The Marketing Society mission is to inspire bolder marketing leadership and a key objective is to promote a better understanding of role and value of marketing and marketing professionals. There is work to be done from the classroom to the boardroom and we realise we need to rise to the challenge.
It does start at school. Teachers, career advisers and parents rarely encourage higher attaining pupils to gain marketing qualifications or consider jobs in this profession.
Yet most of us who work in marketing love it. Part art, part science – the mixture of logic and magic means you get to use both sides of your brain. It can be very rewarding to be both strategic and creative at work whilst driving business success. And great fun.
The Marketing Society works with Young Enterprise Scotland and their Company Programme to encourage schools across Scotland to ensure they have an effective marketing strategy and activities as part of their overall business plan and awards submission.
In the boardroom marketing is often just seen as a cost to the business which can be easily cut when short term budgets are tight rather than a longterm investment. The problem here can be one of definition, with marketing being thought of as simply a promotional tool and not as business strategy or, indeed, philosophy.
This may be why in everyday use and in media commentary suspect promotional activity is often referred to as “only a marketing thing” or “just a marketing ploy”.
Marketers need to convince society of our value in the same way we all admire entrepreneurs and entrepreneurial success. From my perspective all successful entrepreneurs are marketers. And yet many will protest they are not because they have no specific marketing qualifications or experience. Entrepreneurs tend to be people who see a market opportunity and develop a new product or service that successfully meets that opportunity. Surely the very definition of marketing.
Another issue may simply be our job title. Some say marketers, some say marketeers but many just default to “I work in marketing” and often find it difficult to define their role. Such a lack of confidence and consistency does not help our cause. Rarely is a doctor, lawyer or accountant challenged to describe what they actually do.

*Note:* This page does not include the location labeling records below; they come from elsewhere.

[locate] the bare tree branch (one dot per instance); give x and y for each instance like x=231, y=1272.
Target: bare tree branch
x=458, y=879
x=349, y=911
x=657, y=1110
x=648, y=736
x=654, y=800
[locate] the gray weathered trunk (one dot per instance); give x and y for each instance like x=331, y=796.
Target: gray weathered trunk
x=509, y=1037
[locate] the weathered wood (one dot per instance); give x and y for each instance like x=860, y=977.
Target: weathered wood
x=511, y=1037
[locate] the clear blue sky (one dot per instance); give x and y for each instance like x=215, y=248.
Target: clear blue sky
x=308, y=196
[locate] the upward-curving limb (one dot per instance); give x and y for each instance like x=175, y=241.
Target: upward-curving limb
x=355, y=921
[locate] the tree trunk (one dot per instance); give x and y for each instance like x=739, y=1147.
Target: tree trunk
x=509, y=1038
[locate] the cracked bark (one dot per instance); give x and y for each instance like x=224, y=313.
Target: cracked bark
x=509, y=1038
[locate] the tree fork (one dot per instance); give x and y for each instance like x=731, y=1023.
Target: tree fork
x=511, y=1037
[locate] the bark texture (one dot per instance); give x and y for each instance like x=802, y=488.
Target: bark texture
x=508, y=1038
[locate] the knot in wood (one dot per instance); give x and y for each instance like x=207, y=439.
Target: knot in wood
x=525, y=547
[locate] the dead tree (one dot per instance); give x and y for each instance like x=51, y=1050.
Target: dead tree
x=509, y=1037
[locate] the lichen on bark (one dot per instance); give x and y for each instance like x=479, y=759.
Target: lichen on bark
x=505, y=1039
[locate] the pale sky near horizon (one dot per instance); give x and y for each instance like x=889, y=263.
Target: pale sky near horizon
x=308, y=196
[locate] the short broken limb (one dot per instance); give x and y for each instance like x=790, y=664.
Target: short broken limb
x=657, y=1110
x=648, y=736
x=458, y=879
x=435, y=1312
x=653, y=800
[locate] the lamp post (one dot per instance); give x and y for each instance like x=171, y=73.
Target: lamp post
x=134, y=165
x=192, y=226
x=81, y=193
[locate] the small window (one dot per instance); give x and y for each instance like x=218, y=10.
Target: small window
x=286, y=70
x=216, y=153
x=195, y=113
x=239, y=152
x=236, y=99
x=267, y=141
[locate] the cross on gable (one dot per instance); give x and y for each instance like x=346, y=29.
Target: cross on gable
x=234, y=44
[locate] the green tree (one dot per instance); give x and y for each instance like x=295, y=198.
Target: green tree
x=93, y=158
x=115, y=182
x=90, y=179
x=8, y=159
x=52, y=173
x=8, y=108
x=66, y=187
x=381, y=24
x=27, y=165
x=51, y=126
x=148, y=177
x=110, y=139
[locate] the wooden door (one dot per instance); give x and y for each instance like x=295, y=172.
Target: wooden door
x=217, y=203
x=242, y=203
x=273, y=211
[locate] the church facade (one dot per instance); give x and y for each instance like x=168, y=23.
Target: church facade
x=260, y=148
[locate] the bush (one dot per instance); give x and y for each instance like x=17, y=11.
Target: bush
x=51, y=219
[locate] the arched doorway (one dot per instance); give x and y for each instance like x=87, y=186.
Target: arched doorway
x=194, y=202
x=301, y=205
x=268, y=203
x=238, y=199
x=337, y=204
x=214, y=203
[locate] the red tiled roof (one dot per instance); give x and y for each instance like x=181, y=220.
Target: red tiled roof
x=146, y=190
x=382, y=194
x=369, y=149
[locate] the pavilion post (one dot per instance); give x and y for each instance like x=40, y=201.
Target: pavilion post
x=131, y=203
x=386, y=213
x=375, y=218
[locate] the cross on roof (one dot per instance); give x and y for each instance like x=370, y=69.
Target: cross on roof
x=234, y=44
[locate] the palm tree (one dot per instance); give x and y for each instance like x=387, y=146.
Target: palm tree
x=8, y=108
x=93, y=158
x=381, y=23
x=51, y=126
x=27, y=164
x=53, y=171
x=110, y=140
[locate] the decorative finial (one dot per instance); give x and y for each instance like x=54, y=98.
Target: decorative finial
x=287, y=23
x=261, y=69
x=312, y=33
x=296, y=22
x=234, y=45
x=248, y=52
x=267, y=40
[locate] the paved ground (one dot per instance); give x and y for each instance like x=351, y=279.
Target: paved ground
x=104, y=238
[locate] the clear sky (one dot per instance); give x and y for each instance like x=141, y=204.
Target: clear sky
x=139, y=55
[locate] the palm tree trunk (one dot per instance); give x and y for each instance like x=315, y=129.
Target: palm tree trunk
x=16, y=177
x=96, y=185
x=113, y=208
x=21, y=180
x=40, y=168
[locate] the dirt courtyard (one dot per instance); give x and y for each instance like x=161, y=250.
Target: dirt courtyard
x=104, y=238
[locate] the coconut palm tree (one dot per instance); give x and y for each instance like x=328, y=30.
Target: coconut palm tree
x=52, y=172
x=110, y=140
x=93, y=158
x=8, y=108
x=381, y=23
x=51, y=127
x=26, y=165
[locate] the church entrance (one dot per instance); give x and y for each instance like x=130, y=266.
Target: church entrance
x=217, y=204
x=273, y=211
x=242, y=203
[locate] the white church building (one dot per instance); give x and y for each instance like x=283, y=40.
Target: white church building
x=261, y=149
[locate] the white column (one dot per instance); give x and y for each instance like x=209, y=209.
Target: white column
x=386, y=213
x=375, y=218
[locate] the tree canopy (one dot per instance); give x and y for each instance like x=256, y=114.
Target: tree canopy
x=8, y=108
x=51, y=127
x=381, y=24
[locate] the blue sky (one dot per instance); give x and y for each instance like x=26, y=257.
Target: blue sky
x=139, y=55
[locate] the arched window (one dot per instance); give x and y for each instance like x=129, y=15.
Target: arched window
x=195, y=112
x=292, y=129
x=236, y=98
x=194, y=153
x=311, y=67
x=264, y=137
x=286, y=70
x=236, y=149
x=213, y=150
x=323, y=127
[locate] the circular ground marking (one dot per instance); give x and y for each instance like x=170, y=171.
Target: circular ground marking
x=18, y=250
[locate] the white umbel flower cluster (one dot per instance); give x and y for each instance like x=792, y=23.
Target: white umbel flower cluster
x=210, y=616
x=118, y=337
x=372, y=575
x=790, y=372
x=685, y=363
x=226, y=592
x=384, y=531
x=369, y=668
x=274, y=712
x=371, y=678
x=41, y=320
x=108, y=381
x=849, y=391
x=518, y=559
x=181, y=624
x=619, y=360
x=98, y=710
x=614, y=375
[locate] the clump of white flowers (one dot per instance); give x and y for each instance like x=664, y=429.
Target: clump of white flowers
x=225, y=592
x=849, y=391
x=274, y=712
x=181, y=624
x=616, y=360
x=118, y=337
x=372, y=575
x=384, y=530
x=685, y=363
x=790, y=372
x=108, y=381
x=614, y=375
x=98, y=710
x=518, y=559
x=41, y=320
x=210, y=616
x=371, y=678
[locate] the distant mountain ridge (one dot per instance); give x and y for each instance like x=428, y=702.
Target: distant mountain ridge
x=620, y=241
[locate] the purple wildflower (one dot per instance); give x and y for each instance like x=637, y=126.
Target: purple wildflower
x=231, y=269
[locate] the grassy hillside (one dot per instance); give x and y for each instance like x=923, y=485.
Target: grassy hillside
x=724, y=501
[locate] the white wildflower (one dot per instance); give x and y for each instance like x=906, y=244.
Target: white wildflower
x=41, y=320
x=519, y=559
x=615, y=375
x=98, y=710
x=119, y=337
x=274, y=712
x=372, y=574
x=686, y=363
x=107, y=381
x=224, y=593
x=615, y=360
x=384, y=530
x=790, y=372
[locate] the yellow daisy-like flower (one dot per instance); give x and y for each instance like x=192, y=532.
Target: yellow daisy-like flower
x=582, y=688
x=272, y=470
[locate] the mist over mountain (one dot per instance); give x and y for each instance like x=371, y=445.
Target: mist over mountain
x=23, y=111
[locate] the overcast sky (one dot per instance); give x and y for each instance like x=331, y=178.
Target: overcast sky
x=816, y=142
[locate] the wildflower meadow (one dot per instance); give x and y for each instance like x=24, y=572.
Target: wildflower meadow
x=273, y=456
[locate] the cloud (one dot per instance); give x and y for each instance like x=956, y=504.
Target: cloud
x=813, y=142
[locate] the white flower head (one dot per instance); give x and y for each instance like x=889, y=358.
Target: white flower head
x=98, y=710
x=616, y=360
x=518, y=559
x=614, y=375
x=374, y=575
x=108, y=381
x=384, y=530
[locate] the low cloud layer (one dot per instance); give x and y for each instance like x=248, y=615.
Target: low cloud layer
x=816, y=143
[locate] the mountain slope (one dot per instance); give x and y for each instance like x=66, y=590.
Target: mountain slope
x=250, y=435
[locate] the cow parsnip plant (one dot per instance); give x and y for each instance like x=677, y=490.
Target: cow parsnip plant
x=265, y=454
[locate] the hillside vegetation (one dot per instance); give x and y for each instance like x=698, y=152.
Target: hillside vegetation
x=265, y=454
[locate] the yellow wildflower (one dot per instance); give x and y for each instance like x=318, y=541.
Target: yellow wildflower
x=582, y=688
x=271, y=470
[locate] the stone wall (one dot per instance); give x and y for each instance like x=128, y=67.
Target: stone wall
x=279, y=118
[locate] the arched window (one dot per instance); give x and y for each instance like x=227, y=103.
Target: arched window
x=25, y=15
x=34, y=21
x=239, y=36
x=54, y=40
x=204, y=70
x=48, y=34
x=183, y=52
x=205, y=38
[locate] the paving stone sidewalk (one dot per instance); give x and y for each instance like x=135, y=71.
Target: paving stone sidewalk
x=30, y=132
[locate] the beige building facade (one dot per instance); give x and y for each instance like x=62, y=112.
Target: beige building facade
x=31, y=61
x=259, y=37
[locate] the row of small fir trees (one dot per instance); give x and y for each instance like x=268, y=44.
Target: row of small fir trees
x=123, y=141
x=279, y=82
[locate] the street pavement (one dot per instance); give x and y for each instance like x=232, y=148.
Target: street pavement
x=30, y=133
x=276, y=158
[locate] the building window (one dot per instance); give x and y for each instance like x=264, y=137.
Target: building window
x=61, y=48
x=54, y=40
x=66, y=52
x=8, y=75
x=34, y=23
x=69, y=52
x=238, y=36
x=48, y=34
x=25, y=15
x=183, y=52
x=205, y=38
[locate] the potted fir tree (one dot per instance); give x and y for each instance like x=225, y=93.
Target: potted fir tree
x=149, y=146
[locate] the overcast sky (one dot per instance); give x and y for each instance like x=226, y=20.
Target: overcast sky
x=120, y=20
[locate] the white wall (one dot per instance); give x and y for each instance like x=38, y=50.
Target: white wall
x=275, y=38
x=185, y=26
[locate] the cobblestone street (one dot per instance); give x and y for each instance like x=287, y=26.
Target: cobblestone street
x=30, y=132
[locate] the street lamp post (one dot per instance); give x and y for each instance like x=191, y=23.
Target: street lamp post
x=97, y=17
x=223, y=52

The digital era has also brought fresh challenges to the marketing profession; with the development of “big data” and the importance of social media channels, never has there been more need to be measurable and accountable. The days of marketing directors being judged on the often subjective, assessment of their latest TV advertising campaign are over.
Recent trends have shown many marketers in the tech sector are now being called “growth managers”, while some of the more traditional sectors are changing the marketing director title to “customer director”.
So in these uncertain times, never has it been more important for those in the marketing profession to stand up and be counted.
I believe The Marketing Society plays an important role in defining and defending our role while supporting our profession and members –from those just starting their career to those who need to make the case in the boardroom.
Ultimately it is about the marketing of marketing – and we should be up for that challenge.
Graeme Atha, Director, Marketing Society.